上写真=ドイツへの移籍、日本代表への選出。急激な成長を見せる田中碧が自信のコメントを残した(写真◎スクリーンショット)
「要求することがあれば言わなければいけない」
田中碧が再びブルーのユニフォームを身にまとう。川崎フロンターレからこの夏、ドイツ・ブンデスリーガ2部のフォルトゥナ・デュッセルドルフに移籍して、初めての日本代表の活動になる。
日本代表の一員としては、2019年12月のEAFF E-1選手権の韓国戦と香港戦でプレーしただけ。だが、森保一監督の下で東京オリンピックでは6試合すべてに先発出場。オーバーエイジでチームに加わっていた遠藤航とのコンビネーションも確立されている。他にもオリンピックチームからは、同じくオーバーエイジだった吉田麻也と酒井宏樹のほか、板倉滉、中山雄太、冨安健洋、橋岡大樹、三好康児、堂安律もいて、オリンピックからの「格上げ」に違和感はない。
だがそれでも、田中自身にとっては新しいステージでの挑戦だ。
「小さい頃から目指していた場所ですし、光栄なことと思っています。選ばれることもそうですが、試合に出ることが、勝利に貢献することが目標です。ここから時間はないですけど、自分らしさを出したい。素晴らしい先輩がたくさんいるので、吸収できればと思っています」
初々しい1年生のような謙虚さだが、あくまでワールドカップ最終予選、アウェーのサウジアラビア戦とホームのオーストラリア戦という、とても重要で困難な連戦でのメンバー入りだ。
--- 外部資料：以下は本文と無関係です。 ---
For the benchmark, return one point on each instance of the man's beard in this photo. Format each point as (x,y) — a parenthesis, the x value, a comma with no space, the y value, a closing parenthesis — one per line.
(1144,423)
覚悟がある。
「まずは自分自身のプレーで示さないと何を言っても意味はないと思います。何ができるかを示しながら、要求することがあれば言わなければいけないですし、そのためにピッチで『田中碧』を表現できるかが一番大事で、信頼につながっていくので、1回1回の練習を大切にしたい」
田中碧が分析する田中碧の特徴はどこにあるだろう。
「どこで受けてボールを前進させるかだったり、ゲームをうまく作るところというかゲームの流れを作るところは、ボランチでプレーしたら出せればいいと思っています。守備でもまだまだ足りないけれど、より強くいける部分はドイツで少なからず足りないと感じる一方で、少しずつ手応えは感じています」
流れを作る、というのは、まさにそのポジションに求められる最優先事項だが、日本代表のボランチでは今回、遠藤のほかに、柴崎岳、守田英正も顔を揃えていて、争いは激しい。
「僕にないものを持っている選手ばかりですが、僕もそういう選手たちにないものを持っていると思いますし、流れを循環させるプレーは自信を持ってやれます。前につけるボールは、一発のスルーパスは得意ではないけれど、くさびや裏へのボールは勝負できると思っているので、その良さを出していければと思っています」
東京オリンピックでは強気の姿勢と尽きることのない運動量で、世界に一歩も引かずに戦った。その力強さを日本代表でも見せてほしい。